[MLton] Crash fread(...) failed (only read 0) (Cannot allocate memory) during deepFlatten with MLton 20070826

Tue Apr 22 17:27:54 PDT 2008

On Tue, 22 Apr 2008, Nicolas Bertolotti wrote:
>>> One thing I notice is that when writing the heap to disk, we do not
>>> release the card/cross maps.  Although with a 1.6G heap, these are only
>>> 12.8M, if they happen to fall in the middle of the virtual address
>> space,
>>> then it may not be possible to find the requested 1.6G heap.
>>>
>>> You could try the attached patch, which releases the card/cross maps
>> after
>>> writing the heap to disk.
>
> I could notice that, when the heap is copied to the disk and 
> createHeap() is called to allocate a new heap, there are multiple 
> iterations of the "backoff" loop before mmap() succeeds. As a 
> consequence, the newly allocated heap is not as big as what the GC 
> algorithm would normally expect.

Right, if we are required to backoff, then we don't have a heap of the 
desired size.  But, the runtime doesn't carry information about the 
desired size from one GC to the next.  At a garbage collection, the 
decision whether to use the Cheney Copy gc or the Mark Compact gc is 
dependent upon whether or not there is space for a secondary heap.
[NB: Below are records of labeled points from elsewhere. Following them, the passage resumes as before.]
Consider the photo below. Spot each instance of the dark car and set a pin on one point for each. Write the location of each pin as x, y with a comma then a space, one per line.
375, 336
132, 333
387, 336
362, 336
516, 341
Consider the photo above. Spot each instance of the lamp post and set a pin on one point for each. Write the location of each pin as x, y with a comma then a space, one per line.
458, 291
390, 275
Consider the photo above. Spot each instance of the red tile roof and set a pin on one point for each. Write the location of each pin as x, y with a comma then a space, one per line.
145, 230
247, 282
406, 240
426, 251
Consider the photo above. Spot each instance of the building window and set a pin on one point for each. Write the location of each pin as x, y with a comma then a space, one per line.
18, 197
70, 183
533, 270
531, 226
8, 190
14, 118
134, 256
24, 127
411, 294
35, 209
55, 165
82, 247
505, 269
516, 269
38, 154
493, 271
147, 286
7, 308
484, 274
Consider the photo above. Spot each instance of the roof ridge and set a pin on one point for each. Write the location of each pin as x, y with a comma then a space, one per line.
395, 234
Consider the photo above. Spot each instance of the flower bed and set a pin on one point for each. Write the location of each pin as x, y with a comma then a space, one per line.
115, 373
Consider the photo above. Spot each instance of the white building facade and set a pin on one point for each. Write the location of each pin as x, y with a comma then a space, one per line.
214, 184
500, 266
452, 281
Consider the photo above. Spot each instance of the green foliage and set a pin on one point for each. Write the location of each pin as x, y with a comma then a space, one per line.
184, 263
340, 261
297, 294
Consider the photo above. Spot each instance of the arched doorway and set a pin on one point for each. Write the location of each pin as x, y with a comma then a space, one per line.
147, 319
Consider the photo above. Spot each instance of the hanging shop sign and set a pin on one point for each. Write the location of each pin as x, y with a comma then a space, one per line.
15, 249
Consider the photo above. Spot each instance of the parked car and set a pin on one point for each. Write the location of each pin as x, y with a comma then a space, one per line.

> Using your latest patch (still combined with mine), I could notice that 
> we don't loop anymore and the new heap size corresponds to what the GC 
> algorithm expects (Then, I guess it will also make it possible to run 
> more instructions without entering GC again).

The desired size gives the heap a lot more space than the minimum size. 
The minimum size is just enough to satisfy the last heap limit check that 
failed -- it probably doesn't cover more than 6 or so basic blocks, and it 
doesn't cover any allocating loops.  So, if we only get a heap of the 
minimum size, then we are almost certainly going to fail the next limit 
check and go through the entire process of a major collection and heap 
resizing (with a possible page to disk and back).

> So, it really seems that releasing the card/cross map before allocating 
> the heap is a good way to reduce memory fragmentation.

Good.  I'll commit my patch as well as yours.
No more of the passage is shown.